TORONTO STREET FOOD PILOT PROJECT Council approved setting up a one-year pilot project with eligible street food vendors to expand their menu selections to include healthier food choices. In addition, Toronto Public Health received Council’s authorization to conduct a three-year “Toronto a la Cart” pilot project, starting with as many as 15 new street food vendors chosen for 2009. They will provide ethnically diverse foods to be sold from carts purchased from the City’s contracted manufacturer for the project.

EXTENSION OF OUTDOOR ICE RINK SEASON Council agreed to extend the ice skating season at 14 of the City’s 49 outdoor artificial ice rinks by two weeks beyond the standard 12-week season - remaining open until mid March if weather permits. The 14 artificial ice rinks selected to remain open into March are located across the entire city. Online information about artificial outdoor ice rinks:

ECO-ROOF INCENTIVE PROGRAM Council approved terms of reference for an Eco-Roof Incentive Program encouraging the installation of green and cool roofs.
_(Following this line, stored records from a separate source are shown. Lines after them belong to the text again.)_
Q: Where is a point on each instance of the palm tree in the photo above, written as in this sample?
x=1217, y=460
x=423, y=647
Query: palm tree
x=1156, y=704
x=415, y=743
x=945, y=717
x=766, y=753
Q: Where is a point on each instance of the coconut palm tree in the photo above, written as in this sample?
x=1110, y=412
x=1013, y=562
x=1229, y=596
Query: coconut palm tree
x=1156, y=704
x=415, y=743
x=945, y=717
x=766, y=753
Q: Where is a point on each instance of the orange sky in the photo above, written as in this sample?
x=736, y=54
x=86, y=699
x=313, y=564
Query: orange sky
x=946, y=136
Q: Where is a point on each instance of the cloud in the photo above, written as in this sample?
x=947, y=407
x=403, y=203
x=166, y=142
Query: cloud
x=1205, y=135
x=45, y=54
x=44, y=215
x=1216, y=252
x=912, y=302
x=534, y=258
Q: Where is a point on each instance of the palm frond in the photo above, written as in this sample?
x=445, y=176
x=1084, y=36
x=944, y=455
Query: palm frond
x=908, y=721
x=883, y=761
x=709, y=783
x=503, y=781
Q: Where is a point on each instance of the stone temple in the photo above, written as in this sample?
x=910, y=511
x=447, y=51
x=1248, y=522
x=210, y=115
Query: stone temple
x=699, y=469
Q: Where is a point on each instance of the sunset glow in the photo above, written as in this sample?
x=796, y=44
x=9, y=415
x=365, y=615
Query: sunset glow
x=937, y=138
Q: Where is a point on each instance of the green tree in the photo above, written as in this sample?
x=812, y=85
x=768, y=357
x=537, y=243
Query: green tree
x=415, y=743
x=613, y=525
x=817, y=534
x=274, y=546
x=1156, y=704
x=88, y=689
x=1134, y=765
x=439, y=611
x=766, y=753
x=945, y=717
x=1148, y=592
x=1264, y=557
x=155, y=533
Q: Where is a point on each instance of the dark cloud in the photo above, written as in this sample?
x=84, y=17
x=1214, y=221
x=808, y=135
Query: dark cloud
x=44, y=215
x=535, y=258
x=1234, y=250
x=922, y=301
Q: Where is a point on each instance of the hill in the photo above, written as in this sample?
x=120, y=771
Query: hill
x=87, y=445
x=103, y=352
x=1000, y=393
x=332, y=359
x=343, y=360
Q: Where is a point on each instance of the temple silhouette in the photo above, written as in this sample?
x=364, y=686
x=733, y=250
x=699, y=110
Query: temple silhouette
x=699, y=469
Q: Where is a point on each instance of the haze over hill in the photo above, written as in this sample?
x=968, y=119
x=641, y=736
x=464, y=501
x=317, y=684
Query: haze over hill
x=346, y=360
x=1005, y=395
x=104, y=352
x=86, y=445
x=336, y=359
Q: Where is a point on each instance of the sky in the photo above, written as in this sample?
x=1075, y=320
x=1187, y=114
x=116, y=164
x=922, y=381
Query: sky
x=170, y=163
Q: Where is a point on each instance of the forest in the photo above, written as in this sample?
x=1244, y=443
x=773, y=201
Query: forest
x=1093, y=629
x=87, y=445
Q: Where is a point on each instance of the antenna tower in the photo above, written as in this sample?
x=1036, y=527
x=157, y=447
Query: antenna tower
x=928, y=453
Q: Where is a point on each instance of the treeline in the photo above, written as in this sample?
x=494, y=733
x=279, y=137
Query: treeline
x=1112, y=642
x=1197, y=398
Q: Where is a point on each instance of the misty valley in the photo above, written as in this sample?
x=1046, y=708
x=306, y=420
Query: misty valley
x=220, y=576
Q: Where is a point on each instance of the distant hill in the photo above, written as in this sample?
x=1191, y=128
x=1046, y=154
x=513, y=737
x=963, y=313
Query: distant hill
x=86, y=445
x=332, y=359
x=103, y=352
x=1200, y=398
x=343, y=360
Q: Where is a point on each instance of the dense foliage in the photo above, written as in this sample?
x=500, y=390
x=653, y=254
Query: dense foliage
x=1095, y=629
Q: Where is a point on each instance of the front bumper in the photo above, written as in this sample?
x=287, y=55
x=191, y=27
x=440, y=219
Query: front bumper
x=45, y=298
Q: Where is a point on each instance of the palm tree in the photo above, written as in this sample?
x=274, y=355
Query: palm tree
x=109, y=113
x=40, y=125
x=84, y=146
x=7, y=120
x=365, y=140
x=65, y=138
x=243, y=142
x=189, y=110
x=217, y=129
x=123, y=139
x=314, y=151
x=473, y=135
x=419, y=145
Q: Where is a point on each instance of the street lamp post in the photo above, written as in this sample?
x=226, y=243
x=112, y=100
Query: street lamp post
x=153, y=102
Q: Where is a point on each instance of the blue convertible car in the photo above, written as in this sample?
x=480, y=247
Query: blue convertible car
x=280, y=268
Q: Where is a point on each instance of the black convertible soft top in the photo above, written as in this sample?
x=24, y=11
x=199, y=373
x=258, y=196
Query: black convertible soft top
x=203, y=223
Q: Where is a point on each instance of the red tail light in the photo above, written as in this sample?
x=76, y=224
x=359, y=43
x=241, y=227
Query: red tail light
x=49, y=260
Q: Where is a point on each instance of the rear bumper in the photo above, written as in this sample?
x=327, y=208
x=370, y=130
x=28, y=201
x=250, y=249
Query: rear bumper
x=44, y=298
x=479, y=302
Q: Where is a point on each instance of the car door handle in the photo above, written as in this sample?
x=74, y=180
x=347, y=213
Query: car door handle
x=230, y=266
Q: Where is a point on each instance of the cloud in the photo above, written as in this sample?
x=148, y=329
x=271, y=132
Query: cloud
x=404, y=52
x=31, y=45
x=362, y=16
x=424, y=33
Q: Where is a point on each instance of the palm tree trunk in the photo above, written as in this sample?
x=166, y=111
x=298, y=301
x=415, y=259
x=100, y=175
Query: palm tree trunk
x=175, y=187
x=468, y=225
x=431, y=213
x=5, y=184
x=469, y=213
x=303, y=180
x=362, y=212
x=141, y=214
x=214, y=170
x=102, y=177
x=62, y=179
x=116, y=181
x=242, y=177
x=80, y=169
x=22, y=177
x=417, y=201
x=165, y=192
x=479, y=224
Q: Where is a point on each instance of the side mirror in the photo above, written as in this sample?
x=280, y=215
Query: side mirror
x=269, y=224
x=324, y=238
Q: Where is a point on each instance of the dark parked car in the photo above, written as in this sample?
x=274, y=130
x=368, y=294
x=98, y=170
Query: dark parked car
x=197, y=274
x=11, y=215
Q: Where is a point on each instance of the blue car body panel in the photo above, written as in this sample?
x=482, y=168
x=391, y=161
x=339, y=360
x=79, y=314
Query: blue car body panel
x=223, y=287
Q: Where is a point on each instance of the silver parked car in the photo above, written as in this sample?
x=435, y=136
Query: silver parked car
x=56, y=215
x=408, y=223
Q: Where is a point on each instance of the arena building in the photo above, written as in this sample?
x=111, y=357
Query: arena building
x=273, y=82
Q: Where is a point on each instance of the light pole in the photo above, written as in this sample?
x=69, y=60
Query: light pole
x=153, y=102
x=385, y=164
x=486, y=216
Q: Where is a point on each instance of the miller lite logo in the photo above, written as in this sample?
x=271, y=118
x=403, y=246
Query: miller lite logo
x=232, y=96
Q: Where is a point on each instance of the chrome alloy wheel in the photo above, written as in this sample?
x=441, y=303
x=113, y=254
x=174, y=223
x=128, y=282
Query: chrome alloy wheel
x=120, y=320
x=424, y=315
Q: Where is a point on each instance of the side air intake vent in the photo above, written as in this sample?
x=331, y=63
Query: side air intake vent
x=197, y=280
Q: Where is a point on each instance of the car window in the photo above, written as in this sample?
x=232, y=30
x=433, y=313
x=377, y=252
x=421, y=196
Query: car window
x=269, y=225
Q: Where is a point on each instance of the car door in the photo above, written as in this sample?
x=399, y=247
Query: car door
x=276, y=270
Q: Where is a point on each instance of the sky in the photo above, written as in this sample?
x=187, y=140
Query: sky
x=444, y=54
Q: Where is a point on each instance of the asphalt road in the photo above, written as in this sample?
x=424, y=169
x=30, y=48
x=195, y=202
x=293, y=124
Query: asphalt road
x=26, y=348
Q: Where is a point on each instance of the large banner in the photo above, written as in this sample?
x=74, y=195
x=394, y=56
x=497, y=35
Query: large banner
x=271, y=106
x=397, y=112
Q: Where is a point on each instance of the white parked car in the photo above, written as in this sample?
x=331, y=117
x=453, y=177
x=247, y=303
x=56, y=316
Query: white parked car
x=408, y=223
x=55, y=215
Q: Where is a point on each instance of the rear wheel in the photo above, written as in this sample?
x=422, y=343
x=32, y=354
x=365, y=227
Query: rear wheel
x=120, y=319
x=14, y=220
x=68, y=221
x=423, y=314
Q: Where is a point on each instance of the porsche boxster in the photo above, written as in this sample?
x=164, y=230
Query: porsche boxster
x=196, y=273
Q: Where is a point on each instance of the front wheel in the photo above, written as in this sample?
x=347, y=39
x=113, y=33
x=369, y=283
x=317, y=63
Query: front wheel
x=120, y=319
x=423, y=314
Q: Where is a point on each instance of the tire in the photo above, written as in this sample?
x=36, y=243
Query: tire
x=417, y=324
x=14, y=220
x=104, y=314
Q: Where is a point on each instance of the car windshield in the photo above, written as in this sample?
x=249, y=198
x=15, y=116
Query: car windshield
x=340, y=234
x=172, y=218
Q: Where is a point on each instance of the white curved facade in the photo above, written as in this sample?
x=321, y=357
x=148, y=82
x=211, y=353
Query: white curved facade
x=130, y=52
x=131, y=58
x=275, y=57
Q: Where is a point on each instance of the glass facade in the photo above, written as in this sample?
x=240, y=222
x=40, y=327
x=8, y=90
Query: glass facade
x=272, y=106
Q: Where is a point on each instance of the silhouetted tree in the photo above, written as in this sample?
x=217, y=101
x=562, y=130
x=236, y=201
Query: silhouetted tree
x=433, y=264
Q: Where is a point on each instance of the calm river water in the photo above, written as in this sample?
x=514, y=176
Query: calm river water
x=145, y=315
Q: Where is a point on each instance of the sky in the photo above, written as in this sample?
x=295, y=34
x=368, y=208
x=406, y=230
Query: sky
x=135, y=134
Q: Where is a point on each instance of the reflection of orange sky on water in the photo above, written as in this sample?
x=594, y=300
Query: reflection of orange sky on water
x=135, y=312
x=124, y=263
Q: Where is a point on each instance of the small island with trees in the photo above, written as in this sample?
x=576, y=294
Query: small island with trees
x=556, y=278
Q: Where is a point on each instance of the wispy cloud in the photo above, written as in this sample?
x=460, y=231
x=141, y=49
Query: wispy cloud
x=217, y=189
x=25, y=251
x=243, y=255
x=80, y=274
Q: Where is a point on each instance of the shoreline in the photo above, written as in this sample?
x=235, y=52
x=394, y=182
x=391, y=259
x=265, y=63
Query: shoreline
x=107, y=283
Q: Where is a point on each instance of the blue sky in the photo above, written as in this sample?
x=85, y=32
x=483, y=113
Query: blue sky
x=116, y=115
The City will provide incentive funding to eligible industrial, commercial and institutional property owners. The goal is to make Toronto’s building stock more sustainable and better adapted to climate change. Green roofs support vegetation and cool roofs reflect the sun’s thermal energy. This new program, an initiative of the City’s action plan on climate change, clean air and sustainable energy, builds on the Green Roof Strategy and supports the Toronto Green Standard.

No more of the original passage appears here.